Letteratura
Quando l’Italia conobbe Svetlana Alexievitch
Me la ricordo molto bene Svetlana Alexievitch, era il 2001. In Italia l’aveva portata Maria Nadotti, a cui si deve tanta della ricezione culturale dei talenti stranieri degli ultimi anni.
Proprio con Maria, a Bologna, stavamo facendo un interessantissimo corso di scrittura giornalistica organizzato da una ong locale. Ci parlò entusiasta di questa donna straordinaria che nel dramma di Chernobyl aveva deciso di restare in mezzo alla sua gente e di scriverne, perché, come lei diceva “in ogni racconto io muoio”.
“Preghiera per Chernobyl, Cronache del futuro” è un libro incredibile. Un pugno nello stomaco lanciato nella pancia di ogni lettore, che, attraverso una scrittura asciutta e nello stesso tempo partecipata ha portato ogni persona che lo ha letto dritta lì, in quei luoghi. E ha cambiato la prospettiva del vedere un mondo che troppo spesso in Europa ha significato solidarietà per qualcosa che, sì, era successo, era terribile, ma non si poteva capire bene come avesse impattato sulla vita delle persone. Svetlana aveva avuto invece la capacità di farci comprendere proprio questo, la reazione dell’umanità all’esplosione nucleare.
L’anno successivo, il 2002 venne in Italia e noi corsisti riuscimmo ad incontrarla. Aveva vinto il premio Sandro Onofri (altro scrittore straordinario quanto dimenticato).

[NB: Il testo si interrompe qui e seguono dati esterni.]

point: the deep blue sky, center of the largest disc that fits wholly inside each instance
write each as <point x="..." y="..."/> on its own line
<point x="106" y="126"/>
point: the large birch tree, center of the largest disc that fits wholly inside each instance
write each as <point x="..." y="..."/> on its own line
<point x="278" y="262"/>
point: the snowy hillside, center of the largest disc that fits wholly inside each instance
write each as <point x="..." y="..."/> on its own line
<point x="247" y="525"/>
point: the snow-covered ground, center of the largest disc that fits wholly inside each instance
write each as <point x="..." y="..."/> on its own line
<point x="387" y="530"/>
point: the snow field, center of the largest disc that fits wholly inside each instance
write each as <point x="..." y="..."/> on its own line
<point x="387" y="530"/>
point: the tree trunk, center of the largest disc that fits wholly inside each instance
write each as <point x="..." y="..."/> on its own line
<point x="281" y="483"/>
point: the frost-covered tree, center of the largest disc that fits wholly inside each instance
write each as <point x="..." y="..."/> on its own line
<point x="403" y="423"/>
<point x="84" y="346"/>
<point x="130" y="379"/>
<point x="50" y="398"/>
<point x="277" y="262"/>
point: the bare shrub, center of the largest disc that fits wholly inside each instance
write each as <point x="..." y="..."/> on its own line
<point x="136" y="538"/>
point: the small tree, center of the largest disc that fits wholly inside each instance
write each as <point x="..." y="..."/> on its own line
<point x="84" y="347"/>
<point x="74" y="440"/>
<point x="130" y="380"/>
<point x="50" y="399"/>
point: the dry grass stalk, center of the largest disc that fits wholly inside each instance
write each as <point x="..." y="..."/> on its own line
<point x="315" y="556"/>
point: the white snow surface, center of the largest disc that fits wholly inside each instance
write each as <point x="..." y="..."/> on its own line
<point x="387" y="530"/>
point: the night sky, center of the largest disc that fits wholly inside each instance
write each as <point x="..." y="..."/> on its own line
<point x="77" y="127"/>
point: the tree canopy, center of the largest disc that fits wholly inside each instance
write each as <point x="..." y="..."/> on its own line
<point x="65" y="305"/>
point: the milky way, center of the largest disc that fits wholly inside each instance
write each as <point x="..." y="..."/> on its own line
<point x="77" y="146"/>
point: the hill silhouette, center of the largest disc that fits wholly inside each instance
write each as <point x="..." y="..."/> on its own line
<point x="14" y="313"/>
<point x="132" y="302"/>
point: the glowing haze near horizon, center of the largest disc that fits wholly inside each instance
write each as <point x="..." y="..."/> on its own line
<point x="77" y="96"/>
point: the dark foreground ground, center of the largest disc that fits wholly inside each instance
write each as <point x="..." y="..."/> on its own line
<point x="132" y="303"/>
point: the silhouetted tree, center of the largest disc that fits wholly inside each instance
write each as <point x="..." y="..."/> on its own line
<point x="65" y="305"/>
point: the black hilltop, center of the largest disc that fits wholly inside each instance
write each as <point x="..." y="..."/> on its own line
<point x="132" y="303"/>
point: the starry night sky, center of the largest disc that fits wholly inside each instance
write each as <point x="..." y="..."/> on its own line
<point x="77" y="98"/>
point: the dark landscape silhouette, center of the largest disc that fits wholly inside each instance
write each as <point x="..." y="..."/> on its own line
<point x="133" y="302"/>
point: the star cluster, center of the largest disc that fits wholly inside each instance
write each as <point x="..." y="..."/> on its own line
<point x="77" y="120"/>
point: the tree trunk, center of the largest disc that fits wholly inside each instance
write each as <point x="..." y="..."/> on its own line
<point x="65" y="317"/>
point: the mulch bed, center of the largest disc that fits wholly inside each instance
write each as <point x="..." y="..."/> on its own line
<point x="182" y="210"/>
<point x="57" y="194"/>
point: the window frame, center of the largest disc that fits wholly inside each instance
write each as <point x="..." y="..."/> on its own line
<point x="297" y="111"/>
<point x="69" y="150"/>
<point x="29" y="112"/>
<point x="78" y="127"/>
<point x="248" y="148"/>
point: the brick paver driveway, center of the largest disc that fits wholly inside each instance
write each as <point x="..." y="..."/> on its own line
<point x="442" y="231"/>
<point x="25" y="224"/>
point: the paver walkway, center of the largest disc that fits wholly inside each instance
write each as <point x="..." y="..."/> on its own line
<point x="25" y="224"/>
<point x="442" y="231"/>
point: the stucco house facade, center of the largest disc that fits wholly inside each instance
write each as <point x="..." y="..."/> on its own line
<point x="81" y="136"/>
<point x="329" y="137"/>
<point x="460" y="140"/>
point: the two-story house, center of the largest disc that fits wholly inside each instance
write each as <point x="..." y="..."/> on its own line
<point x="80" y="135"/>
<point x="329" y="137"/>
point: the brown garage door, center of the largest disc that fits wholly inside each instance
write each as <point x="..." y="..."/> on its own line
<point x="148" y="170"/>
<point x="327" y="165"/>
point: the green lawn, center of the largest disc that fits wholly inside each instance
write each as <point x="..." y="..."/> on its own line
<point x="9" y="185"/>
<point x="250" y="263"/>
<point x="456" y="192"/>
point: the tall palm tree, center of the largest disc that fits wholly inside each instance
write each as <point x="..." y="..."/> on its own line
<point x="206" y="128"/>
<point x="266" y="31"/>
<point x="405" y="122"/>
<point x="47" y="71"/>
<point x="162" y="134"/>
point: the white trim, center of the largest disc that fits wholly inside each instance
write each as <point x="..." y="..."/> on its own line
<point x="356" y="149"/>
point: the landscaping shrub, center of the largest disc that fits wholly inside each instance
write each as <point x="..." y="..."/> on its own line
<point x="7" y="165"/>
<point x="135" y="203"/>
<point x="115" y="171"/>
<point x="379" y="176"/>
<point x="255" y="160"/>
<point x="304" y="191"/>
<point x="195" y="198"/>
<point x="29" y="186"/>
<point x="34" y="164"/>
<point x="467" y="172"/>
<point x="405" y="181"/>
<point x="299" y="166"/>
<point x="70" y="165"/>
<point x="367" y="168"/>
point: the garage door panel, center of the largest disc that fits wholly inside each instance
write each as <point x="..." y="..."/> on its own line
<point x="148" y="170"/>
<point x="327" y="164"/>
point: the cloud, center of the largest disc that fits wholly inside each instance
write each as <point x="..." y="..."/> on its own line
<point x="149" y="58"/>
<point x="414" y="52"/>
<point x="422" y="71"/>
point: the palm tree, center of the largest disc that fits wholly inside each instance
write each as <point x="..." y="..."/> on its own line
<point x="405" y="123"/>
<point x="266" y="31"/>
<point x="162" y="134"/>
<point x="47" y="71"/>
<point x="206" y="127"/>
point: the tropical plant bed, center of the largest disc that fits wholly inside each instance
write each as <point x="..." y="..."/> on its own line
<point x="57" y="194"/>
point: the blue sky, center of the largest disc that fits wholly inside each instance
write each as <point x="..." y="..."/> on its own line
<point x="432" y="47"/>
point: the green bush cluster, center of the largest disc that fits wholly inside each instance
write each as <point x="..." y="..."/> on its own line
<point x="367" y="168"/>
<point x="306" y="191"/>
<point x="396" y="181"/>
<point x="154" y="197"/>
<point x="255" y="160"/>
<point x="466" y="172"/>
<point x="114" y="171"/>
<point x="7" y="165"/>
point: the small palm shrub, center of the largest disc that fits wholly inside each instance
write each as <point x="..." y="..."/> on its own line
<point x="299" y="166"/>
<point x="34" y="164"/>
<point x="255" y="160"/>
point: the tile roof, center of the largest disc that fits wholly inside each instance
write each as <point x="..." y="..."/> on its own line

Scrissi il pezzo su di lei per il saggio finale del corso, le parlai. Mi colpirono alcune cose: la sua estrema semplicità, la modestia. La normalità di una donna che aveva fatto una scelta rischiosa restando in mezzo al suo popolo nei giorni immediatamente successivi all’esplosione del reattore.
Non dimenticherò mai la sua dignità. Non posso dunque che essere contenta di un Nobel che premia la letteratura che, in quella terra di confine con il giornalismo, dà voce all’umanità. Ne abbiamo, ne sono certa, un infinito bisogno.